What is a father to a daughter?
When she is a little girl, he is her hero and defender. He is the perfect man.
The greatest impact on a woman's romantic choices and her ability to feel comfortable in her own sexual skin is how her father treated her in childhood.
Over the course of thousands of gestures and responses between father and daughter, she forms her identity as a woman to whom a man responds in a particular way. And how she reacts to future men - her romantic choices- will be a blend of all those experiences with Dad over the years. She will be either secure or uncertain, flirtatious or frigid, demanding or compliant, defiant or meek, a mature, confident woman or a living doll. Through all his countless interactions with him, she learns what is considered appropriate female behavior.
It is from her father that she begins to get massages that will linger throughout her life - "I am, or am not, considered by men to be pretty, desirable, valuable, dependent, weak, strong, dim-witted, brilliant", and "man are, or are not, trustworthy, loving, predatory, dependable, available, dangereous".

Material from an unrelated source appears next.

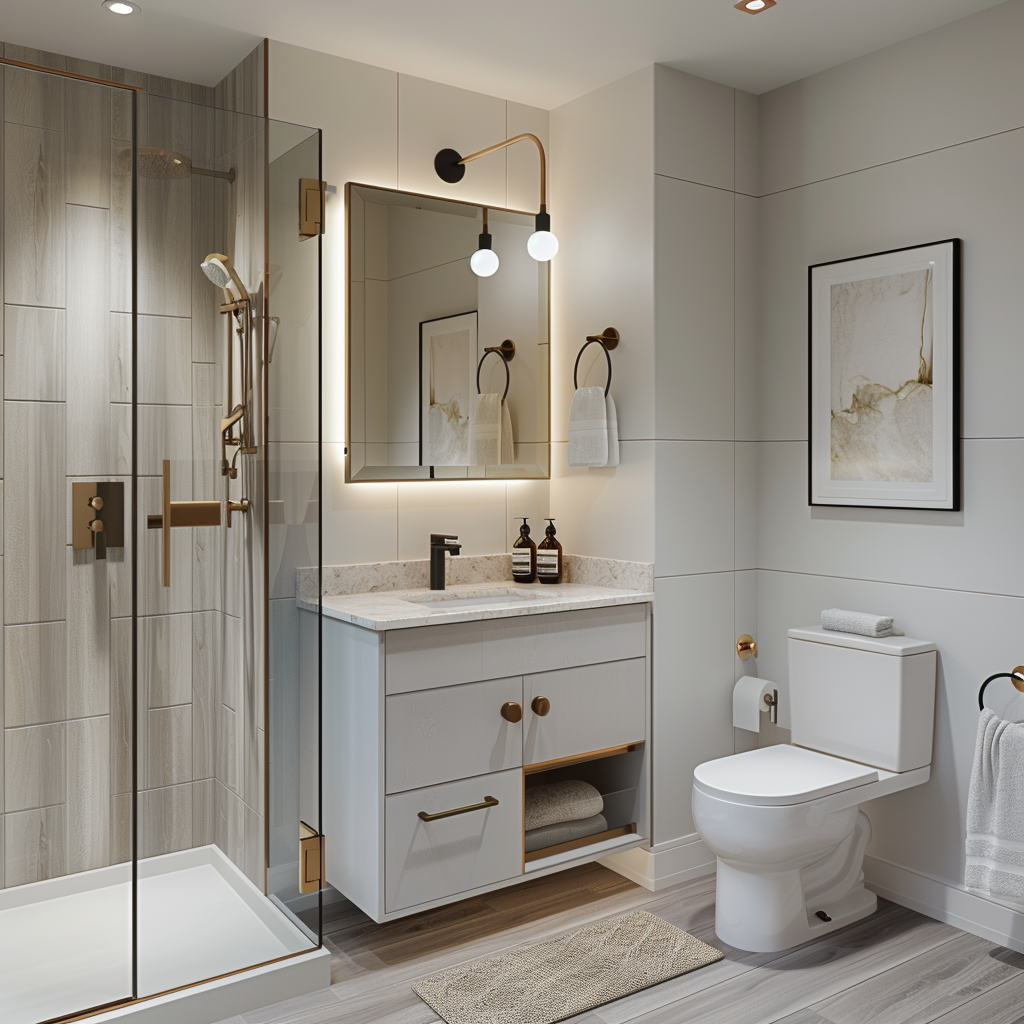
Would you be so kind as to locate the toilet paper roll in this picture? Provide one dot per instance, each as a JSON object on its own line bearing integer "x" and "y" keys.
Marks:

If a daughter is unable to win her father's approval for her self, and not simply her achievements or "womanly" virtues, she may believe that she is unacceptable to other men, or she may choose men who can never measure up to her image of Daddy. She may believe she can't live without a man - or that all men are no damn good.

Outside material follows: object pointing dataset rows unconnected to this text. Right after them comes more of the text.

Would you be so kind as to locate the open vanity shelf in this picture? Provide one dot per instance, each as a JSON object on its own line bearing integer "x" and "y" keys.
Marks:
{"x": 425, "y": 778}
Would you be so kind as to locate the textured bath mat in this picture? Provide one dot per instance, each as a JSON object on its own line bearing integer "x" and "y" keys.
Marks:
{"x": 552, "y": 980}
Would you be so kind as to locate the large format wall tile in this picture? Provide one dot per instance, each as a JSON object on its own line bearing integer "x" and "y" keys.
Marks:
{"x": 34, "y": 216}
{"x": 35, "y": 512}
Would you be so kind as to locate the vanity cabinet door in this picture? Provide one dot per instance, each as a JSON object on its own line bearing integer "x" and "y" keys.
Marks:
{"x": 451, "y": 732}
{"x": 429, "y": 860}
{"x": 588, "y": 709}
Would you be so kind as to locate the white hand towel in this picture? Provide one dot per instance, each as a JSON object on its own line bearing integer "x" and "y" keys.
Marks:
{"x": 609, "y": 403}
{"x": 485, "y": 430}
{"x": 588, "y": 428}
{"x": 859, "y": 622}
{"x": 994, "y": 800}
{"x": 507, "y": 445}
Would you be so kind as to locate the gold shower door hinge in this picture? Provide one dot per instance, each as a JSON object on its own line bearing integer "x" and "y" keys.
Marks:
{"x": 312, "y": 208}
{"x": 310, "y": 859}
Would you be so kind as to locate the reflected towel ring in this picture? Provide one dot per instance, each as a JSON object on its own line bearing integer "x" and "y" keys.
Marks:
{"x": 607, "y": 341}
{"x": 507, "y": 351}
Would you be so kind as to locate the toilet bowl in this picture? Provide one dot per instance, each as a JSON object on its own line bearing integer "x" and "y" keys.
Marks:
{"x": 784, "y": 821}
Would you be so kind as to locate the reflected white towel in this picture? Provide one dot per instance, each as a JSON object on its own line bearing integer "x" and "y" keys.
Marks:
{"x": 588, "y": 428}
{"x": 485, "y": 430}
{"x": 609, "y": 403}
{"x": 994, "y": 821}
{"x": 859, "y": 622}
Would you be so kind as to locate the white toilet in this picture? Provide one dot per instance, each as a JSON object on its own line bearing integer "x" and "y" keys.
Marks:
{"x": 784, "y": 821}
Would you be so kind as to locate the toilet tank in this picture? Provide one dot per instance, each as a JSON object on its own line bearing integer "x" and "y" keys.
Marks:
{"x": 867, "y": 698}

What can a father give to his daughter?
His personal history - the continous line from his past to her future, knowledge from his experiences, his successes and his failures.
His empathy - a haven and a safe port from her emotional storms with her mother.
His body - his beard and scent, his frame and strength, his touch and sheltering arms, giving her the first, wonderful feel of a loving man's physical intimacy.
His attention - a chance for her to rehearse, in a way that she cannot with her mother, what love with a man will be like.
His validation - a chance for her to voice and test her opinions, which he will not perceive as betrayals.
A daughter needs a loving, available, predictable father or father figure who can be counted on, whether divorced or at home. She needs his best intentions, even if his efforts sometimes come up short. She needs his maturity and limit setting and sexual oppositeness, so that she can function with confidence out in the wider world of adult love and work.
If he does this, he will always be with her. She will always have an encouraging, understanding daddy in her head, cheering her on - not just as a woman but but as a whole, unique human being with unlimited possibilities.
I know it's often not easy to be a dad, but this is what we have to do.